I had an anaphylactic event once to a new medication and it was very scary! My lungs were so damaged, I was under the care of a pulmonologist for 6 months. He told me the mast cells were hanging around after the anaphylaxis and it was causing me to have ongoing shortness of breath. I carry an epi pen now everywhere I go!
my daughter has diagnosed IgE, fPIES and i had to help her with the suspected Histamine intolerance and or (Mast cell activation disorder), as there's no clinical help for the latter two issues in my experience, my question is as a mother who has researched immunology to try and help the two latter issues, is, can there be localised degranulation of mast cells, releasing histamines either all at once or on a slow released basis? That would not be resulting in ANA but most definitely a whole heap of uncomfortable symptoms? Do medical professional accept that can happen to a wide range of triggers such as medications, foods, chemicals and other environmental factors such as smoke, pollen, dust etc..? I would be really interested to know any of that plus more.

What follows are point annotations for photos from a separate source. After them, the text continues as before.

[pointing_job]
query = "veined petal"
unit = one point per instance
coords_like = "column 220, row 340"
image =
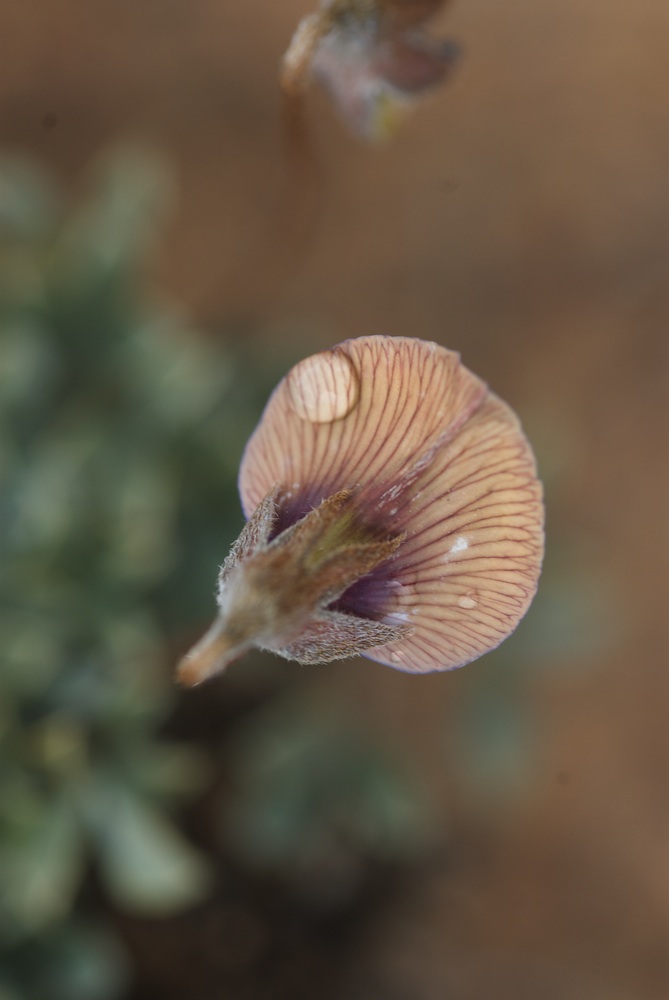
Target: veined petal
column 431, row 454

If we have no other equipment but an expired epi-pen (1 year expiry for example) is this still okay to use and better than nothing? Would it be unsafe and why? Or just not as efficient? Thank you.
Can anaphylaxis be related in anyway to the mrna vaccine? Asking for a friend that just had an attack out of the blue with all the symptoms and now needs an epipen
What is the difference between this massive allergic reaction and what they call a 'die-off' when, for instance, yeast cells are killed by some drug and release a neurotoxin making one feel very ill? We are told that 'die-off' is an expected common reaction when one tries to detoxify their body.
Probably that the chemical mediators being released are different substances. Unless yeast is expressing interlukens, heparin, platelet activating factor, or tryptase when it dies.
Thank you this helps. I had my first episode when I was using a shampoo body wash product gave me an allergic reaction which I ended up in ER. I had the IV treatment you stated adrenaline. I never had a experience like this I am 44 years old. The ER doctor stating I have Anaphylaxis. I want home and I still have episodes for 7 weeks. I have no insurance but going to a specialist. I freaking out and don't have an Epipen and don't know why I still have anaphylaxis I stop using the shampoo. So going to get tested an hoping it not an immunity issue. I am a female and I noticed also during my period it gets worse.
Dr Campbell, in patients ' safety and Public interest would an anaphylaxis kit and algorithm from resus be an advantage to have in wards? I noticed this gap and was wondering if i should highlight this? As a newly qualified nurse, Im unsure how to approach this. However, I am worried as searching for meds can increase mortality /morbidity. The epinephrine is in the crash trolley but the other items are either in the medication trolley. I wish for this to be a priority as sepsis trolley and hypoglycemic box.
Normally the resus trolly has adrenaline 1 in 10,000 for IV use, for anaphylaxis the 1 in 1,000 for IM use in more normally indicated. We don't want people giving adrenaline if it is not indicated of course, so if it was easily available there is a risk of inappropriate administration. I think the key is when you move to a new clinical area is to learn where the heck everything is kept.